(alternate title: I wonder when my last tetanus shot was*...)When I announced that I was going to Myanmar during my Christmas vacation, Engrish's input was solid. She'd been to Bagan, a city that had about a billion pagodas, and encouraged me to do the same. My first instinct to visit Myanmar came from my feisty little friend Kristen, who had lived in Mandalay for a year and would be returning in time to see me when I got there. She had posted photos, a long long time ago, of herself doing wacky things with pagodas in the background, and I decided this was where Engrish was talking about.
when I went to Egypt with Belynda, we did the only logical thing to do and got up at the buttcrack of dawn to go see the sites of Luxor. This meant that we beat the heat (yes, it is still hot in November in Egypt) and a lot of the tourists. I used the same tack with Bagan. The dudes at the fabulous Bagan Umbra Hotel (officially 3 star, but 5 star in my books - great service, comfy, awesome pool) told me breakfast began at 6 the next morning, which gave me plenty of time to scarf down some eggs and roll out. I rented a bicycle for the day (the second day I rented a scooter, because while I am in shape, the shape I happen to be in is round), and only got about a couple of blocks away before I had to stop and play photographer. Another couple of blocks and the sun started to rise, so of course I pedaled to the nearest pagoda to take some photos of everything washed with golden light.
I just happened to pick a pagoda that had access to the upper levels. Not all of them do - many are getting close to a thousand years old, and protecting them is a priority - but I saw other tourists up there and started trying to figure out how to get up there. It turned out you have to climb up tall, narrow stone stairs, barefoot...
...oh yes, did I mention the bare feet? Because in whatever kind of Buddhism this is, we don't wear shoes or socks inside. Don't get me wrong, I enjoy going sans socks and shoes, but it's not like going into Seoul's Mormon temple, back in the day where they had us take our shoes off, and we walked on plush, pristine carpet. The pagodas are open to all elements - heaven only knows what I was stepping on at any given moment.
The bare feet were not even the scary part, though. The scary part was coming back down. I'm not claustrophobic or acrophobic, and those were facts that I had to keep telling myself on the way down. "I'm not scared of heights. I'm not scared of small spaces. This is fine. I'm not going to fall."
Well, I made it out, and moved on. Some people might tell you if you've seen one pagoda, you've seen them all. While I can agree that there is a certain similarity, especially between the smaller ones, if you are really looking (as might someone who has a camera attached to her face, for example), you'll see how individual each one is. Some have lost most of their details, while others are stunningly well-preserved.

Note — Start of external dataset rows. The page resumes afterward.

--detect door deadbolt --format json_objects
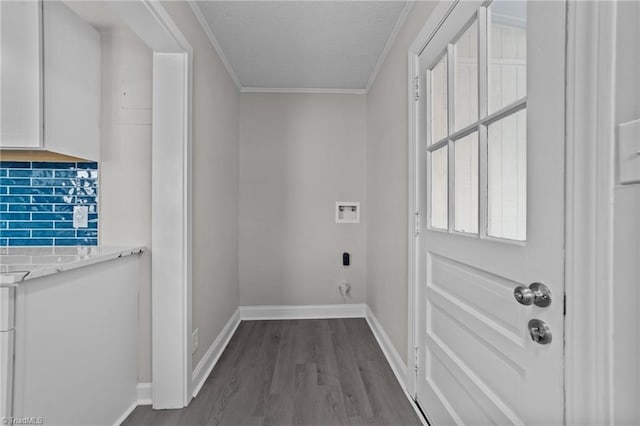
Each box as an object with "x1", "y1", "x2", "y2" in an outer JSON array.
[
  {"x1": 513, "y1": 283, "x2": 551, "y2": 308},
  {"x1": 529, "y1": 319, "x2": 552, "y2": 345}
]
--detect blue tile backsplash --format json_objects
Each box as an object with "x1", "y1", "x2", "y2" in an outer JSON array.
[{"x1": 0, "y1": 161, "x2": 98, "y2": 247}]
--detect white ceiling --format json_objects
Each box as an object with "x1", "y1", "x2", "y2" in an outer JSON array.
[{"x1": 192, "y1": 1, "x2": 408, "y2": 90}]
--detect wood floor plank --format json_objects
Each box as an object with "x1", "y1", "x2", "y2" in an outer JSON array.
[
  {"x1": 329, "y1": 320, "x2": 373, "y2": 418},
  {"x1": 123, "y1": 319, "x2": 421, "y2": 426}
]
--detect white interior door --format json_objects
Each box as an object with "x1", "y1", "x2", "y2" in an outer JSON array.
[{"x1": 416, "y1": 0, "x2": 565, "y2": 425}]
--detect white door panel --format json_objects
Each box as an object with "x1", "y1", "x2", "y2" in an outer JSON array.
[{"x1": 416, "y1": 2, "x2": 565, "y2": 425}]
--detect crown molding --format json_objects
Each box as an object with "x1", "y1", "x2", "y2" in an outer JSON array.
[
  {"x1": 187, "y1": 0, "x2": 242, "y2": 90},
  {"x1": 364, "y1": 0, "x2": 414, "y2": 93},
  {"x1": 240, "y1": 87, "x2": 367, "y2": 95}
]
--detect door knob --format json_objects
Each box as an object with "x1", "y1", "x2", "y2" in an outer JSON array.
[
  {"x1": 529, "y1": 319, "x2": 552, "y2": 345},
  {"x1": 529, "y1": 283, "x2": 551, "y2": 308},
  {"x1": 513, "y1": 285, "x2": 534, "y2": 306},
  {"x1": 513, "y1": 283, "x2": 551, "y2": 308}
]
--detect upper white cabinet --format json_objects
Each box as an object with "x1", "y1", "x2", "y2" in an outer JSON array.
[
  {"x1": 0, "y1": 1, "x2": 42, "y2": 148},
  {"x1": 0, "y1": 0, "x2": 100, "y2": 161}
]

Some have much of their paintings intact. Some may not be impressive by themselves, but are grouped together with many other pagodas, or their surroundings makes them stand out. And at least one has bats...when I realized that's what that sound was, and that was the source of the various fluids on the floor, I refused to go any further. If you're the kind of person who likes knowledge, learning about their history probably helps. Dougie-Poo suggested this to me. Since I like to see and feel my way around, I printed a barebones amount of information off Wikitravel, glued it into the Book, and then totally ignored most of it. That's just how I roll.

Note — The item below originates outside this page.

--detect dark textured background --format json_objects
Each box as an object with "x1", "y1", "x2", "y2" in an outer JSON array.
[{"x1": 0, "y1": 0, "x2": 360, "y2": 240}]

Sadly, I didn't stay out on the bike very long. This thing happened called "Eating lots of fruit and coconut product." I'll tell you that coconut is a natural laxative and leave it at that. Once I got back to the hotel, I decided I needed lunch and a nice relaxing afternoon, and didn't go out again til the evening. I took a horse cart to the palace, where they are putting on a dramatic interpretation of Bagan's history. Since there's not much else to see in Bagan in the evening (or, really, at all, besides pagodas) I dropped some money on a ticket, and wandered around nearby, waiting for the show to start. The sun went down, which means a neat thing happened - I got to see the pagodas in a new light (see what I did there?) Actually, they look pretty lit up at night, but I'm thanking my lucky stars it was just a nice, tasteful glow...now that I'm in Mandalay I've seen atrocities committed with LED lights that I can't even. I just can't.
*In 2004, unless I'm mistaken. We had to have one for Anasazi.